# To Everyone in TAB who's going through something....enjoy



## somethingelse (Jun 20, 2012)

*To Everyone in TAM who's going through something....enjoy*

[/QUOTE]Just want to give everyone in TAM (yes TAM...not TAB) an uplifting song to start your day with. It is a Christian song, but it's a good one, I love it....enjoy! 

Matt Maher: "Turn Around" Lyric Video - YouTube


----------



## Almostrecovered (Jul 14, 2011)

TAB?


----------



## SomedayDig (Jul 17, 2012)

I remember TAB when I was growing up. You could put a nail in a can of it and the nail would dissolve!!
_Posted via Mobile Device_


----------



## ReturnOfTheKitty (Aug 11, 2012)

Try saying TAMTAMTAM while you're holding your nose.....


----------



## Almostrecovered (Jul 14, 2011)

Talk about burps


----------



## Almostrecovered (Jul 14, 2011)

And thanks for sharing the music, music is a healer


----------



## somethingelse (Jun 20, 2012)

It was morning, what can I say


----------



## somethingelse (Jun 20, 2012)

Talk About Booty?


----------



## Almostrecovered (Jul 14, 2011)

Thinking about blondes


----------



## somethingelse (Jun 20, 2012)

Almostrecovered said:


> And thanks for sharing the music, music is a healer


It's has helped me see things clear at times..

Now how do I change the title of this thread?


----------



## Almostrecovered (Jul 14, 2011)

just click edit on the first post and you should be able to change the title


----------



## SomedayDig (Jul 17, 2012)

Awwwwwe!! I liked TAB a whole lot better. 'Cept for the aftertaste!

Anyway, good song. I am a music lover and I think there can be a lot of healing in notes and melodies. I've written a few "songs" since March 6th. Music is key. (pun intended)


----------



## somethingelse (Jun 20, 2012)

SomedayDig said:


> Awwwwwe!! I liked TAB a whole lot better. 'Cept for the aftertaste!
> 
> Anyway, good song. I am a music lover and I think there can be a lot of healing in notes and melodies. I've written a few "songs" since March 6th. Music is key. (pun intended)

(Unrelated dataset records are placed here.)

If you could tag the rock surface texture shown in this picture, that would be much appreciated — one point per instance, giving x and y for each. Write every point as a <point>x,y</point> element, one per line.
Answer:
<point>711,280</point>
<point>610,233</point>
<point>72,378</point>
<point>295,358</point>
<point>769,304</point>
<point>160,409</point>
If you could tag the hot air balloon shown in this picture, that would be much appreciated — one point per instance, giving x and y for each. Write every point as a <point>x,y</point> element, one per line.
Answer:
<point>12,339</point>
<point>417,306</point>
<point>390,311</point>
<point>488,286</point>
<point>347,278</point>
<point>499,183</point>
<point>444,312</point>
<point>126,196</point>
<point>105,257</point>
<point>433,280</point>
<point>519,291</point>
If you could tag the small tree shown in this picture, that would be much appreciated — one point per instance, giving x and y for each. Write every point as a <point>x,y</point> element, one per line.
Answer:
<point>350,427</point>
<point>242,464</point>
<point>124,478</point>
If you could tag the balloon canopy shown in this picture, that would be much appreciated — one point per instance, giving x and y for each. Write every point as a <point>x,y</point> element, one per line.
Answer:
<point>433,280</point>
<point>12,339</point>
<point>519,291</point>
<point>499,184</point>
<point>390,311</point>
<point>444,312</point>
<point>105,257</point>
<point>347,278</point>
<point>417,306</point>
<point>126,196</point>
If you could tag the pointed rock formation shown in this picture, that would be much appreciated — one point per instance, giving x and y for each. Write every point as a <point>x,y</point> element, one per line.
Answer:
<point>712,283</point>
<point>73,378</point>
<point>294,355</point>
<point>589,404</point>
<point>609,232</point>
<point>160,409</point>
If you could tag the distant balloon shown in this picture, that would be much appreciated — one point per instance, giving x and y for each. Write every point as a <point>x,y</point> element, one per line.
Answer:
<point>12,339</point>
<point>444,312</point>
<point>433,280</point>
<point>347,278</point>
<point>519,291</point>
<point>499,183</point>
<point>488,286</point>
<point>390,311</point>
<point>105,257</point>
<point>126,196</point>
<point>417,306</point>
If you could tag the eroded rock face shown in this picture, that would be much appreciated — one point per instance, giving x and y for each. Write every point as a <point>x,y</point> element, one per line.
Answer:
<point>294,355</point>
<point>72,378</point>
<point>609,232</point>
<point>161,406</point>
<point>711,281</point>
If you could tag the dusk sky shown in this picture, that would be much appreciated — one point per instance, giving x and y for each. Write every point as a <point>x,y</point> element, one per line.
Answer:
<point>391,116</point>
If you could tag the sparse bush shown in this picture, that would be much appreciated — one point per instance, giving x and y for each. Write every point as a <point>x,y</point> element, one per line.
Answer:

I'm liking TAB too  I might keep it

I've written a few songs too while playing my guitar
I have a deep rooted love for music


----------



## Almostrecovered (Jul 14, 2011)

what's funny is that songs I liked that I had no idea were about infidelity I realized that they are post Dday


----------



## somethingelse (Jun 20, 2012)

Yeah...isn't that funny how that works?


----------



## somethingelse (Jun 20, 2012)

Almostrecovered said:


> just click edit on the first post and you should be able to change the title


It worked :smthumbup:


----------



## somethingelse (Jun 20, 2012)

ok...so I changed it....

still says TAB


----------